The most important thing was that everyone understood that the time we spent helping a new colleague was an investment. Any time we spent answering a question, no matter how trivial it sounded, enabled them to help us sooner. Because we gave this help freely and respectfully, we would quickly have a new colleague who made everyone’s work easier.

Safety by expecting mistakes

It’s not very effective to avoid mistakes by relying on “experience”. While there are humans writing software, mistakes will be made, no matter how many times they’ve done this before.

When your team is talented, but fairly new to the profession, you can’t rely on experience preventing mistakes. This is a good thing, because it forces you to put in place technology and processes to catch mistakes before they get anywhere near production.

We did this through carefully designed technology, and two levels of review.

Firstly, a review of the proposed design. This was very lightweight, and didn’t hold up the development. We documented a large number of “approved” design patterns, and a typical design review would list the patterns to be used and be rubberstamped by the reviewer. Anything outside that would be more extensively written up and reviewed, but even so, you were permitted to start work before the review was complete.

Secondly, we did a more conventional code review before anything was merged or released.

If a mistake got through all this, it was seen as a failure of process, and we fixed the process.

The whole point of this was to make it safe for everyone to be able to contribute to all parts of our work.
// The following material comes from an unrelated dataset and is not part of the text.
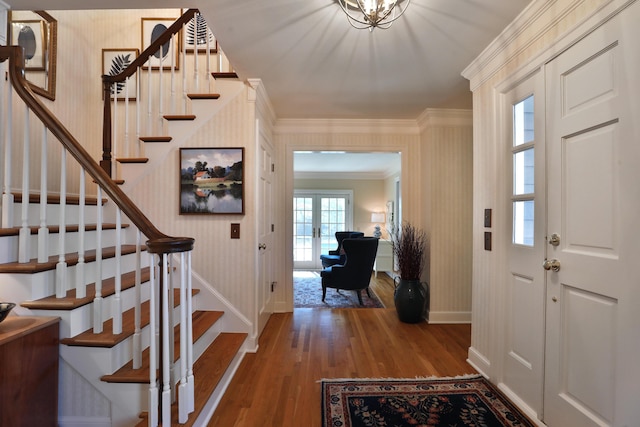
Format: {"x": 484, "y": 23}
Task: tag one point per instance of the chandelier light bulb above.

This meant we could give responsibility early, knowing that any mistakes would be caught, which enabled our colleagues to progress in their career even faster.
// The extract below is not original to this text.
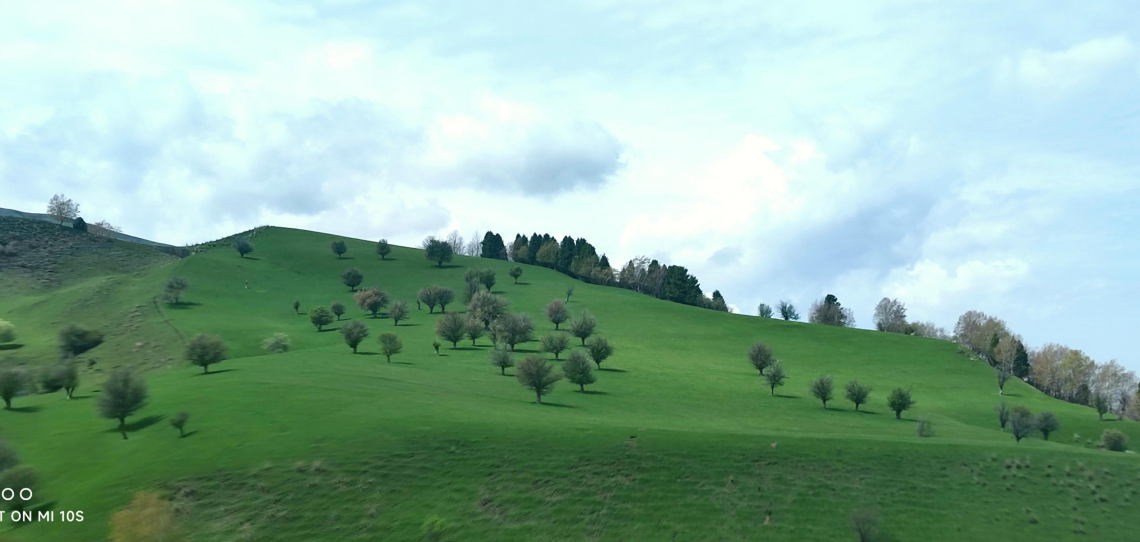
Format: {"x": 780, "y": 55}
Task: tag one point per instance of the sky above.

Most importantly, it enabled us to get out of people’s way when they were doing well, building a team of leaders.

How this can go wrong

This strategy enabled us to recruit the best colleagues who became the leaders we needed. It does, however, rely on all the components being in place. Missing any part would cause quality problems.
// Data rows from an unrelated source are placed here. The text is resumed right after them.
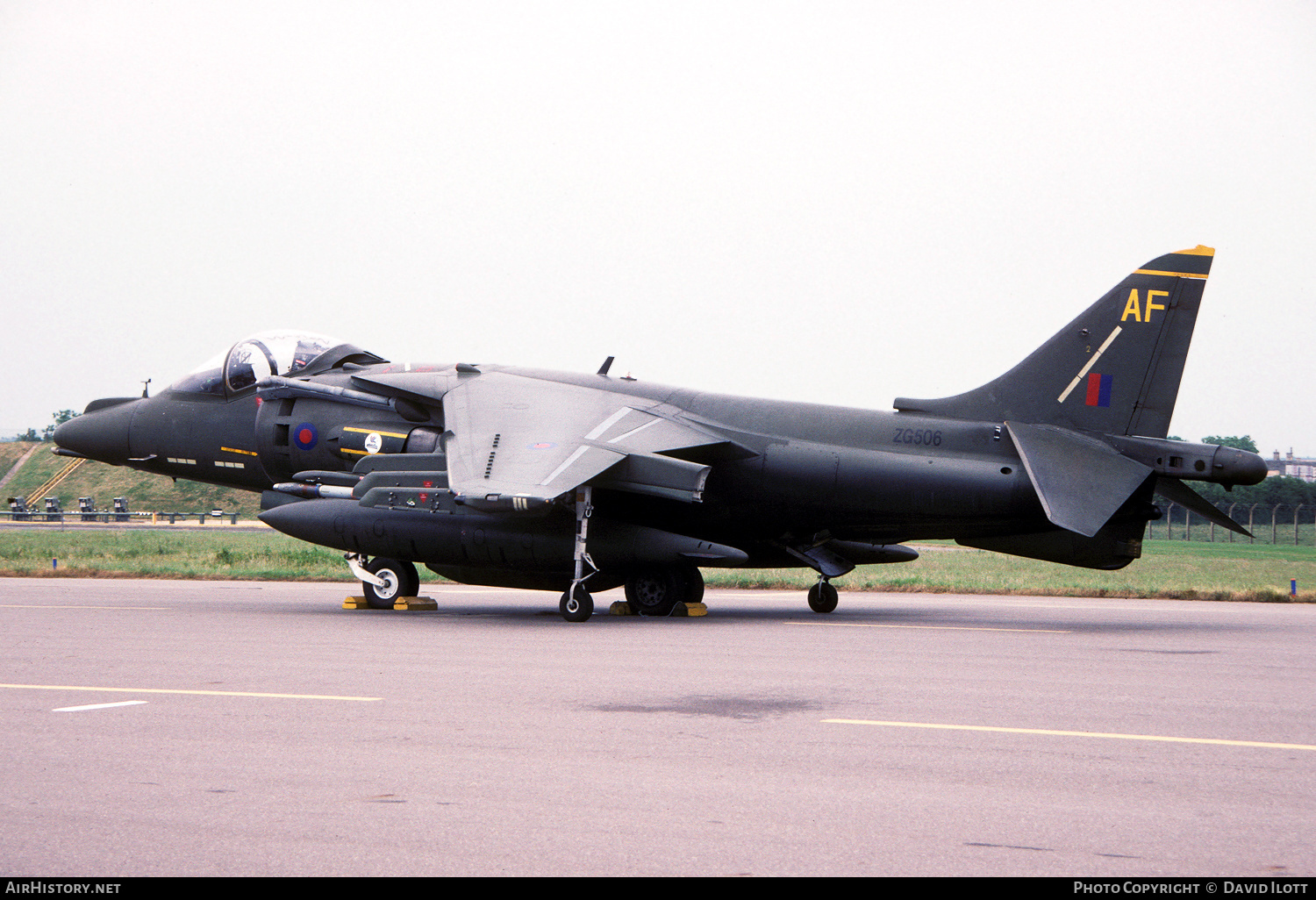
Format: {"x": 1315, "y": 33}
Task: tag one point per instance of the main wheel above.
{"x": 823, "y": 597}
{"x": 657, "y": 589}
{"x": 576, "y": 605}
{"x": 400, "y": 581}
In particular, it needs to be safe. The technology and processes need to allow someone to learn by doing real work, safe in the knowledge that if they do something wrong, it won’t cause any problems. And it needs to be a supportive and psychologically safe environment where there is no downside to someone learning by making mistakes.

We built Haplo in this way from the start, and I freely admit our strategy was a bit extreme. From my experience, I would not try and retrofit this approach and expand an existing team entirely through early career developers. Instead, I would use this experience to gradually expand the areas in which early career developers could contribute and learn.

Good early career developers relish the challenge of early responsibility, but also want to learn from more experienced colleagues. While there was plenty to learn from those who’d been at Haplo longer, we didn’t have many colleagues with experience outside Haplo. We had hoped to make up for this by engaging experienced specialists for short projects as required, but didn’t manage to do this often enough.

It is possible to give someone too much responsibility by letting them be too independent. Software is written by teams, and individuals do their work supported by others. Any responsibility must be matched by support from colleagues and processes.

Our approach would have worked better if we’d had more professional services colleagues to take some of the burden off the tech team, such as project managers, implementation consultants, and product managers. In hindsight, we were expecting too much across too broad a range of responsibilities too early, and you had to be a generalist to get the most out of Haplo.

The Haplo approach relied on recruiting really good colleagues, the sort of people who would learn things the first time, and then apply them quickly in novel situations. To recruit people like this, you need to have a compelling offer for them, and in the recruitment process, show them that you’ll deliver everything you promise.